Starbucks officials are very excited with the reception of Mobile Order & Pay, and expect the complete rollout to all of its 7,400 U.S. stores by the end of September. It has raised customer engagement levels significantly, according to CFO Scott Maw, who spoke at the Goldman Sachs Global Retailing Conference on Sept. 10.
“What we’re seeing around Mobile Order & Pay is we’re seeing incrementality broadly across all the store types, and we’re seeing increased incrementality and increased overall metrics as we roll different waves, so every wave is stronger than the one before and I think that’s due to the fact that we’re getting a little bit better operationally on how to execute this,” Maw said, according to Seeking Alpha. “In our busiest stores at peak, if you take the 20% busiest stores that we have, we’re seeing significantly more incrementality and significantly more transactions from a Mobile Order & Pay. On the customer point it’s really important. As you can imagine, we measure customer satisfaction across a number of dimensions all the time. But pre-Mobile Order & Pay we can measure customer satisfaction in those stores just before it launches, then we can measure it afterward and there is a significant uptick due to Mobile Order & Pay.”
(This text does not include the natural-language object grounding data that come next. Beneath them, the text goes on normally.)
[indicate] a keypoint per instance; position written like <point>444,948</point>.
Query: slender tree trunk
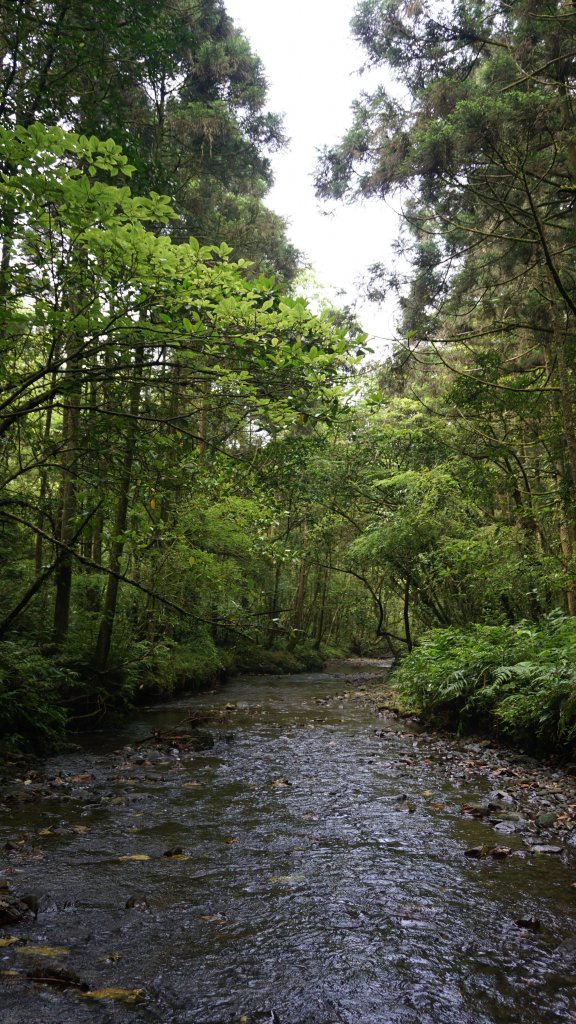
<point>71,430</point>
<point>407,613</point>
<point>104,642</point>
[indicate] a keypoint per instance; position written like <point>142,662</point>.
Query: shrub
<point>519,679</point>
<point>33,717</point>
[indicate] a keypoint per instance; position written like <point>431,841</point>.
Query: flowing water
<point>322,877</point>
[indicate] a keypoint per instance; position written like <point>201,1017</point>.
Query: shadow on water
<point>317,875</point>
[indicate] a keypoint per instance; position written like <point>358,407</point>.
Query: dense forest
<point>201,473</point>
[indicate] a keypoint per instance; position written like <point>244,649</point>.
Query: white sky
<point>312,66</point>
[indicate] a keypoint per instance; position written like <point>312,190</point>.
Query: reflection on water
<point>305,892</point>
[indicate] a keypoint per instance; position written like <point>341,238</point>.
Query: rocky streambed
<point>289,850</point>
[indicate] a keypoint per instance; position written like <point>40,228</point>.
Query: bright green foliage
<point>32,690</point>
<point>521,679</point>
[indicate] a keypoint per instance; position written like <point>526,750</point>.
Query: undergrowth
<point>519,680</point>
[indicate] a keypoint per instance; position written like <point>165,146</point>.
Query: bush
<point>33,717</point>
<point>520,680</point>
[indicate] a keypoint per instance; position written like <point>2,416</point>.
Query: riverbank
<point>534,798</point>
<point>300,854</point>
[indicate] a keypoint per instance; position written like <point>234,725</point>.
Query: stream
<point>310,867</point>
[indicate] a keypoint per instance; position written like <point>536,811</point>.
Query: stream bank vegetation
<point>197,472</point>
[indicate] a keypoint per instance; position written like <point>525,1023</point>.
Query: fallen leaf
<point>43,950</point>
<point>123,994</point>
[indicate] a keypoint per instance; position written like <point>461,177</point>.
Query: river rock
<point>546,819</point>
<point>543,848</point>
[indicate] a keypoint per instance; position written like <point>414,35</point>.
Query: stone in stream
<point>12,911</point>
<point>546,818</point>
<point>136,902</point>
<point>529,923</point>
<point>543,848</point>
<point>59,977</point>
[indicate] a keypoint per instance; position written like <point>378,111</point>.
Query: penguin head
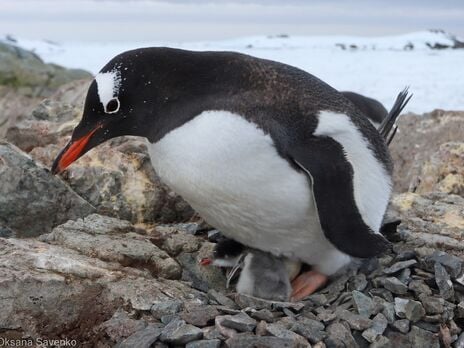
<point>145,92</point>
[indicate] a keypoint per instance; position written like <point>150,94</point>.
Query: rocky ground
<point>107,255</point>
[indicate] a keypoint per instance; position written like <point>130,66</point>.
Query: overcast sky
<point>197,20</point>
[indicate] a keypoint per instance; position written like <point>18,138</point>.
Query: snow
<point>378,67</point>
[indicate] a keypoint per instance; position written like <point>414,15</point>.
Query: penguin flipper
<point>331,176</point>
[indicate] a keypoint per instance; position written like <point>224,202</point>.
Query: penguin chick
<point>264,276</point>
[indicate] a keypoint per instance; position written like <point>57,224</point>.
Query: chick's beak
<point>72,151</point>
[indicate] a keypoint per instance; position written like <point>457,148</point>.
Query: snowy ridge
<point>379,67</point>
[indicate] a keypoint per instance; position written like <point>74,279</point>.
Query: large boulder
<point>444,172</point>
<point>419,137</point>
<point>32,200</point>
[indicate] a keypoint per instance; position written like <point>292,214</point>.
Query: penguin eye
<point>112,106</point>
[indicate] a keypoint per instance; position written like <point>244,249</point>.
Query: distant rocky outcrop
<point>25,72</point>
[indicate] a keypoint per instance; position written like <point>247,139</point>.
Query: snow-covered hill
<point>376,66</point>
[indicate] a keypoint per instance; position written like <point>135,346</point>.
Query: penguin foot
<point>307,283</point>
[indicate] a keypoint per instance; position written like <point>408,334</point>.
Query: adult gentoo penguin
<point>268,154</point>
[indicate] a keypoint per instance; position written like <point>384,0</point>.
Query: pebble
<point>166,307</point>
<point>143,338</point>
<point>240,322</point>
<point>395,285</point>
<point>396,267</point>
<point>452,263</point>
<point>432,305</point>
<point>355,321</point>
<point>309,328</point>
<point>420,338</point>
<point>444,283</point>
<point>379,324</point>
<point>363,304</point>
<point>216,343</point>
<point>402,325</point>
<point>179,332</point>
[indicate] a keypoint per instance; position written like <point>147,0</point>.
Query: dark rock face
<point>32,201</point>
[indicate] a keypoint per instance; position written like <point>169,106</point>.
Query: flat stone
<point>356,321</point>
<point>161,308</point>
<point>432,305</point>
<point>141,339</point>
<point>363,304</point>
<point>200,316</point>
<point>358,282</point>
<point>460,341</point>
<point>420,338</point>
<point>309,328</point>
<point>419,287</point>
<point>398,266</point>
<point>204,344</point>
<point>28,187</point>
<point>453,264</point>
<point>280,331</point>
<point>381,342</point>
<point>395,285</point>
<point>444,283</point>
<point>222,299</point>
<point>240,322</point>
<point>179,332</point>
<point>339,336</point>
<point>379,324</point>
<point>402,325</point>
<point>248,340</point>
<point>389,311</point>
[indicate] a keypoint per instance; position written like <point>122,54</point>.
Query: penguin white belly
<point>231,174</point>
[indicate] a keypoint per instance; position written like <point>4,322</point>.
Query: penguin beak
<point>72,151</point>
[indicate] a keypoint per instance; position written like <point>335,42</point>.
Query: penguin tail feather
<point>389,127</point>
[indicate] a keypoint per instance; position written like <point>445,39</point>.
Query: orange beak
<point>71,152</point>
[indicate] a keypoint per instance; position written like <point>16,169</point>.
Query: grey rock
<point>410,309</point>
<point>240,322</point>
<point>339,336</point>
<point>280,331</point>
<point>309,328</point>
<point>247,340</point>
<point>460,341</point>
<point>420,338</point>
<point>402,325</point>
<point>363,304</point>
<point>460,310</point>
<point>358,282</point>
<point>395,285</point>
<point>355,321</point>
<point>178,332</point>
<point>121,326</point>
<point>398,266</point>
<point>379,324</point>
<point>444,283</point>
<point>215,343</point>
<point>419,287</point>
<point>111,239</point>
<point>453,264</point>
<point>222,299</point>
<point>432,305</point>
<point>389,311</point>
<point>27,187</point>
<point>166,307</point>
<point>200,316</point>
<point>381,342</point>
<point>141,339</point>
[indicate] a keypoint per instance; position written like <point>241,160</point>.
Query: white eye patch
<point>108,84</point>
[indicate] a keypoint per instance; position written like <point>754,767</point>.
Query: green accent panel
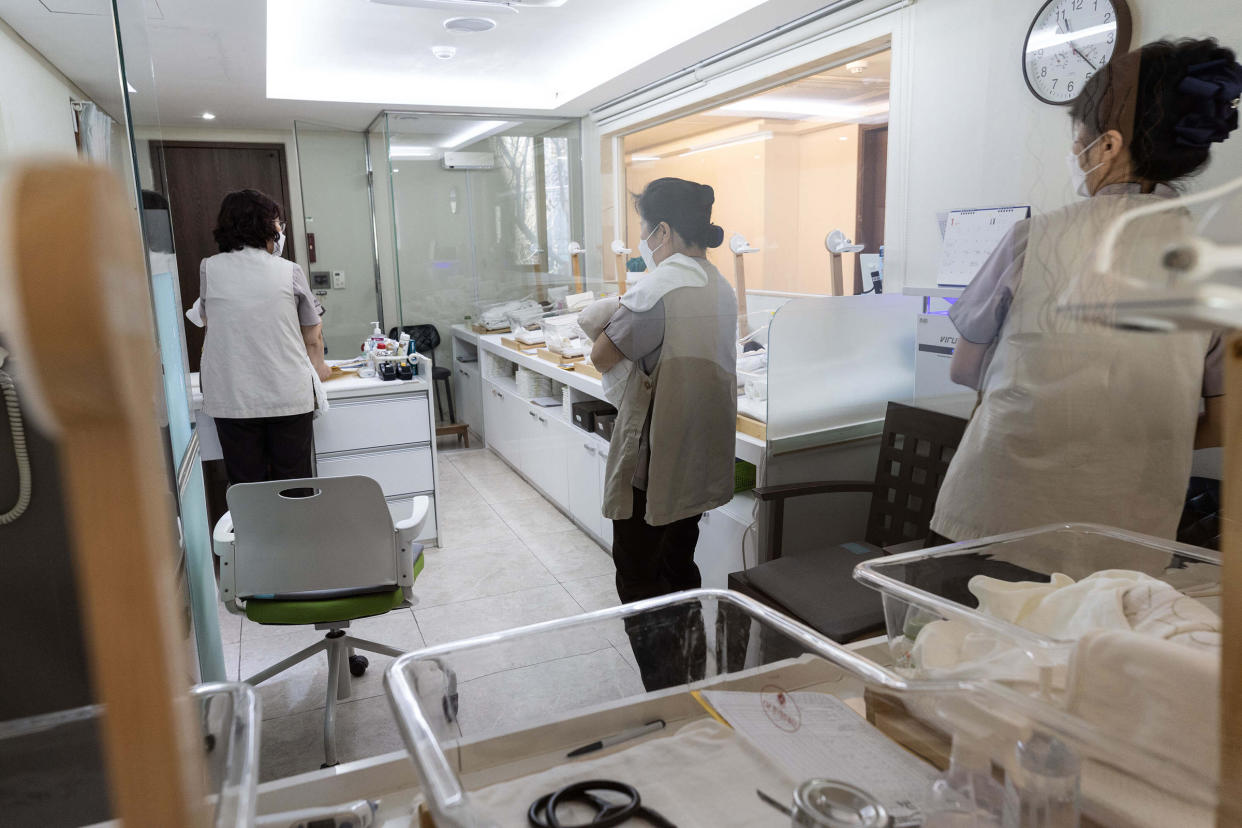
<point>266,611</point>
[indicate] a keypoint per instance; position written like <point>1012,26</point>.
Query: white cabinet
<point>605,524</point>
<point>371,422</point>
<point>501,411</point>
<point>585,481</point>
<point>543,452</point>
<point>398,471</point>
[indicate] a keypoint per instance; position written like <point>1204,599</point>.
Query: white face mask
<point>1077,174</point>
<point>648,256</point>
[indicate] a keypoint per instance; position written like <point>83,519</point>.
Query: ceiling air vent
<point>491,5</point>
<point>470,25</point>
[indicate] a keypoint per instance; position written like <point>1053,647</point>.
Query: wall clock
<point>1069,41</point>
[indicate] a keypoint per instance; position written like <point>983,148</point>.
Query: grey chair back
<point>339,538</point>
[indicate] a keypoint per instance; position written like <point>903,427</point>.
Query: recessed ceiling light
<point>470,25</point>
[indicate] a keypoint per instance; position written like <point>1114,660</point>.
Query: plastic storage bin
<point>52,769</point>
<point>491,721</point>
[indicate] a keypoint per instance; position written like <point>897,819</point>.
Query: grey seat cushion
<point>819,590</point>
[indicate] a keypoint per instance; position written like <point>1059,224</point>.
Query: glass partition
<point>337,207</point>
<point>480,211</point>
<point>790,165</point>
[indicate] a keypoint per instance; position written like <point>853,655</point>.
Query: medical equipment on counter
<point>1041,788</point>
<point>16,428</point>
<point>837,245</point>
<point>740,247</point>
<point>350,814</point>
<point>607,813</point>
<point>752,652</point>
<point>565,337</point>
<point>616,739</point>
<point>825,803</point>
<point>966,795</point>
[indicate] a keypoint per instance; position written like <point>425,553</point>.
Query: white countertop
<point>748,448</point>
<point>343,387</point>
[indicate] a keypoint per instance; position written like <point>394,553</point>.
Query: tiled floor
<point>507,558</point>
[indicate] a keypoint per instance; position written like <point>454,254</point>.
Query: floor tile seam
<point>340,703</point>
<point>550,661</point>
<point>485,597</point>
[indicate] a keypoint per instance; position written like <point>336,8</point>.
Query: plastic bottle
<point>965,796</point>
<point>1042,788</point>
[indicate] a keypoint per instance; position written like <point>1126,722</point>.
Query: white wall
<point>978,137</point>
<point>35,113</point>
<point>337,210</point>
<point>964,129</point>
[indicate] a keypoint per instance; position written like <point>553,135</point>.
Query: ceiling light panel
<point>540,58</point>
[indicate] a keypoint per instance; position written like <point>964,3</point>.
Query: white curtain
<point>96,129</point>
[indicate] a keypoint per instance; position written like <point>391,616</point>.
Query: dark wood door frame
<point>872,168</point>
<point>160,174</point>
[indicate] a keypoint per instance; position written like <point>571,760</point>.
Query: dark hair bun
<point>1170,101</point>
<point>684,205</point>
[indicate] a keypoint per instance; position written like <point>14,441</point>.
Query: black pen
<point>625,735</point>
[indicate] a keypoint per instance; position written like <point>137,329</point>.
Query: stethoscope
<point>543,811</point>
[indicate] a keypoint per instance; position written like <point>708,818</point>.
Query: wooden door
<point>872,185</point>
<point>199,174</point>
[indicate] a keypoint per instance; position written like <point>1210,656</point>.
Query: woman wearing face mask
<point>1076,421</point>
<point>672,452</point>
<point>263,344</point>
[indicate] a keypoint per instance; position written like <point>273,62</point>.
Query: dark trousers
<point>670,646</point>
<point>267,448</point>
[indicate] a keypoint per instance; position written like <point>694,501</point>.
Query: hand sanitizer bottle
<point>1042,790</point>
<point>965,796</point>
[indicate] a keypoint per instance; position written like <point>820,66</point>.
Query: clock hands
<point>1093,67</point>
<point>1062,15</point>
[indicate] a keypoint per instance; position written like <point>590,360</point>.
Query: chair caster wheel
<point>450,705</point>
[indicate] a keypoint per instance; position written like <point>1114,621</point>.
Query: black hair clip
<point>1217,88</point>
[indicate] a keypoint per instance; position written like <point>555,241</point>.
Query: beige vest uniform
<point>1077,421</point>
<point>253,359</point>
<point>693,420</point>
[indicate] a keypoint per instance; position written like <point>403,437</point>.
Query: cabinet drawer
<point>400,471</point>
<point>369,423</point>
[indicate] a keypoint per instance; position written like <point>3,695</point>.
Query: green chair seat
<point>270,611</point>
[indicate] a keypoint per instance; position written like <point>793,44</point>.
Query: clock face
<point>1071,41</point>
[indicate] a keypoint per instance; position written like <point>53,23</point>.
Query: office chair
<point>324,559</point>
<point>426,340</point>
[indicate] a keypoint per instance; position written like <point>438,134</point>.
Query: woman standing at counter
<point>671,456</point>
<point>1078,422</point>
<point>263,344</point>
Maw said that Starbucks is still in the “early innings” when it comes to analytics connected to 1-to-1 marketing and related partnerships.
“My Starbucks Rewards has been around for a while and it’s been successful for a while,” Maw explained. “We have 30% of our transactions that are on My Starbucks Rewards so I think we have tremendous momentum there. The real opportunity is how do we get to the next stage. If you look at the 1-to-1 marketing, the improvements that we’ve driven really under Matt Ryan’s leadership since he’s come in from Disney over the last couple of years in harnessing the data, being much quicker and much more segmented and specific in how we market to different groups of customers, much quicker in integrating the feedback we get from those marketing efforts. Updating and tweaking the analytics and then making a new offer, all of that is significantly better than it was a couple of years ago, but I would say we’re in the early innings, maybe second inning there.”